Try to replace some of the more complex tools in your house with simpler tools that don't need electricity. For example, a small hand drill may be slower and harder to use than an electric drill but you will still be able to use it when there is no electricity. Accumulate simple well-made hand tools to use around the house and garden.
This might be a time to start learning simple, practical skills so that you will be able to look after your home and your belongings without always being reliant on outside ‘experts'. Learning basic carpentry and basic plumbing will provide you with considerable freedom.
In recent years it has become increasingly difficult to obtain the services of a general practitioner out of hours. This is likely to continue (if not to get worse). Hospitals are likely to deteriorate still further as they struggle to cope with a top heavy bureaucracy, an increasingly incompetent and unhappy workforce and an on-going energy crisis. You should, therefore, make sure that you acquire some simple medical skills. Put together a simple first aid kit and a small library of easy to understand medical books.

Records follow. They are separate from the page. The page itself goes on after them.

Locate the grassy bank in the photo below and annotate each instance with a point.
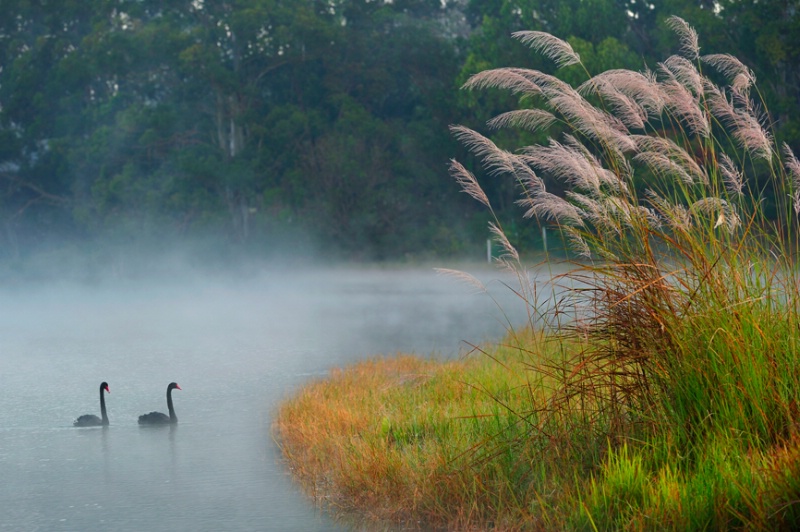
(666, 392)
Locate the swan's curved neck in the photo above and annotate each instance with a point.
(103, 407)
(172, 417)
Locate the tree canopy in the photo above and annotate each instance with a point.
(255, 123)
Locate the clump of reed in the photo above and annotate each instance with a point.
(678, 396)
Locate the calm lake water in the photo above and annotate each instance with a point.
(236, 348)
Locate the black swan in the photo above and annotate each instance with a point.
(157, 418)
(90, 420)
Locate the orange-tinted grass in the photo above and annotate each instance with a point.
(399, 439)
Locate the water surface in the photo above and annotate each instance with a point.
(236, 348)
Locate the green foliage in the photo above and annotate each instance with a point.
(100, 96)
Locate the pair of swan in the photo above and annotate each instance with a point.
(153, 418)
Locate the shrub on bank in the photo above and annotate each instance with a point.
(665, 393)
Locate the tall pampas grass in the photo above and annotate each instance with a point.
(683, 298)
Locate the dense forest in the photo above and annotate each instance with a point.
(272, 127)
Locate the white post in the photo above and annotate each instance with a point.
(544, 238)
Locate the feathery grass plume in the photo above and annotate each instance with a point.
(468, 182)
(615, 181)
(570, 165)
(494, 159)
(663, 146)
(793, 168)
(744, 125)
(676, 216)
(530, 119)
(547, 206)
(792, 165)
(690, 43)
(665, 166)
(501, 238)
(549, 46)
(731, 175)
(641, 88)
(686, 73)
(512, 79)
(622, 106)
(716, 207)
(577, 243)
(739, 76)
(682, 104)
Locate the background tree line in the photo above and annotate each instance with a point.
(278, 124)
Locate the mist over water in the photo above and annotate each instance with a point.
(236, 347)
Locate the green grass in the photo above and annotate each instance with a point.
(665, 393)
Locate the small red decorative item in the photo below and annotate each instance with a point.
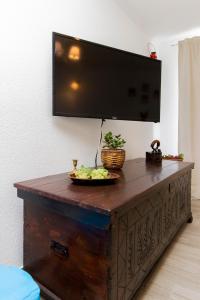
(153, 55)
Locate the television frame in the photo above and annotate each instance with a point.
(54, 35)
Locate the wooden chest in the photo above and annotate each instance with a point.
(99, 243)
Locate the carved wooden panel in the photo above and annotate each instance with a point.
(145, 230)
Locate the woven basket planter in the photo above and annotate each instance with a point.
(113, 158)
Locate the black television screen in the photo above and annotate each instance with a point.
(95, 81)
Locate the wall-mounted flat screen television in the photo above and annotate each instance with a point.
(95, 81)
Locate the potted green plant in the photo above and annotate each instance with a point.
(112, 154)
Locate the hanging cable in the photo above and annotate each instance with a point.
(100, 140)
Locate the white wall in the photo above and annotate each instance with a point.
(167, 49)
(33, 143)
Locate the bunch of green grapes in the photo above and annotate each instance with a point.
(89, 173)
(99, 173)
(83, 173)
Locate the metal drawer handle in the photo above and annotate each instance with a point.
(59, 249)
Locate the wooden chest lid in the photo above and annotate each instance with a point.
(137, 178)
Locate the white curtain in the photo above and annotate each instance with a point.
(189, 106)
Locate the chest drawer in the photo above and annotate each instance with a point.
(70, 257)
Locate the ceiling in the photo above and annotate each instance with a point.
(159, 18)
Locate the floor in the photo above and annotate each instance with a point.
(177, 275)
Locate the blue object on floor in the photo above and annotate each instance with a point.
(16, 284)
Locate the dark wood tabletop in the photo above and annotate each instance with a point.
(136, 178)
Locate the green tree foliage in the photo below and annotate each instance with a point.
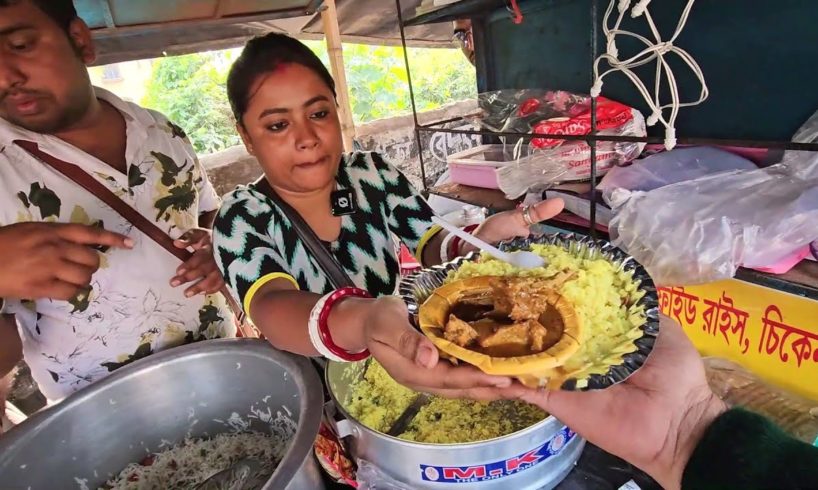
(190, 89)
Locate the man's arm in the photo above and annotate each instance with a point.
(11, 352)
(11, 348)
(206, 219)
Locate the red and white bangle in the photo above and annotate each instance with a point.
(456, 243)
(445, 248)
(318, 326)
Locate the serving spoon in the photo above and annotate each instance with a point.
(520, 258)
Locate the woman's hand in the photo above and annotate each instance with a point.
(654, 419)
(512, 224)
(413, 361)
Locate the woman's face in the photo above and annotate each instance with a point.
(291, 125)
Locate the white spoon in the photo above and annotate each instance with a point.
(520, 258)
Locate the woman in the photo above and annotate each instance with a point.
(284, 102)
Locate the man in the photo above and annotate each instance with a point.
(85, 292)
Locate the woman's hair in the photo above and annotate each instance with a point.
(262, 55)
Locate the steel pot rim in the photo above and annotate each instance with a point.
(550, 419)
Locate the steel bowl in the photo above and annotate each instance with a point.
(198, 390)
(538, 457)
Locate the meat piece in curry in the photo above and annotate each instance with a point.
(515, 326)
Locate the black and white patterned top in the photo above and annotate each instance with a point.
(255, 242)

Try to do as much shopping as you can at local stores and local markets. When buying food try to buy locally grown food. Big supermarkets may sometimes (but not always) be cheaper and it is certainly more convenient (if rather soul destroying) to do all your shopping in one store but when oil becomes increasingly expensive the big stores will not survive. (Transporting food and other supplies to their stores will be costly and many of their customers will no longer have the transport available for them to visit out of town stores.) If you and your neighbours do not keep small shops and markets alive where will you shop when the supermarkets close down?
Try to limit the amount of rubbish you accumulate. As oil become increasingly expensive, and local councils struggle to cope with their dramatically increasing pension obligations, so local services will deteriorate considerably. Rubbish collections, already threatened, will be non-existent. Try to free your home of as much rubbish as you can now. And be cautious about taking home new rubbish and clutter. You will need to find new ways to get rid of your rubbish in the future - either by burying it or burning it.
If you live in an area which is likely to flood then think about permanently moving your most valuable possessions upstairs.
Epilogue
When the oil runs out (which it will do soon) I believe that the world will change for ever.
Is there a chance that none of this will happen?
Yes, of course there is.
Someone may discover another entirely `free' form of energy: a form of energy we can use to drive motorcars and aeroplanes and from which we can obtain electricity.
Or maybe explorers will discover a huge oil field four miles underneath Milton Keynes.
Perhaps a young scientist in Latvia will perfect a perpetual motion machine.
Who knows, perhaps someone will find a way to turn sea water into oil.
Anything is possible.
If you think any of these scenarios are likely (and you're happy to put your trust in chance and good fortune) then you have no need to worry.
Otherwise, I think you should take this danger very seriously.
As I wrote at the beginning of this book, the problem of the disappearing oil is a threat to our civilisation much greater than global warming or terrorism. It is a threat which everyone in power knows about but everyone in power steadfastly ignores. It's a danger no one talks about.